At 20 years old, the Order sent him and some fellow friars to establish a new convent in Piedimonte d’Alife, and soon John Joseph became the Guardian Father. His abilities and high spirituality made him a prominent figure of Neapolitan religiosity during the late Counter-Reformation period. He was appointed to oversee 70 monasteries, and when there was a split within the Order between the Spanish and Italian factions, John Joseph was unanimously elected as the first Provincial by the Italian Alcantarini. In this role, he intervened in the areas of reforming customs, ecclesiastical discipline, and rule observance.

After two years, he asked to leave the position to dedicate himself to the masses of destitute and impoverished people overflowing in Naples. He was a spiritual guide to many Neapolitan nobles, including Alfonso Maria de’ Liguori, who also became a saint, and the philosopher Gian Battista Vico. He was a great communicator and had undoubted charisma. His absolute poverty, which he chose to live in (he was called the “Saint of a Hundred Patches” because he wore his first habit for his entire life, which was inevitably repeatedly mended), constant corporal mortification, ecstasies, the gift of prophecy, and levitations, as well as the miracles attributed to him, including the resurrection of the Marchese Gennaro Spada, made him appear to his contemporaries as a saint already in life.
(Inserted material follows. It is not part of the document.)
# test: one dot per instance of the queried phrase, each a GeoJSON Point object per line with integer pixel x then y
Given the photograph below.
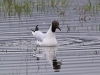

He died in the main Alcantarini convent, that of S. Lucia al Monte, in Naples, in 1734, and in 1839, he was proclaimed a saint and is the patron saint of the island (along with St. Restituta) and the municipality of Ischia. His body was kept in the convent where he worked until 2003, when Bishop Father Filippo Strofaldi managed to bring him back permanently to Ischia, where he was welcomed in the church of S. Antonio alla Mandra.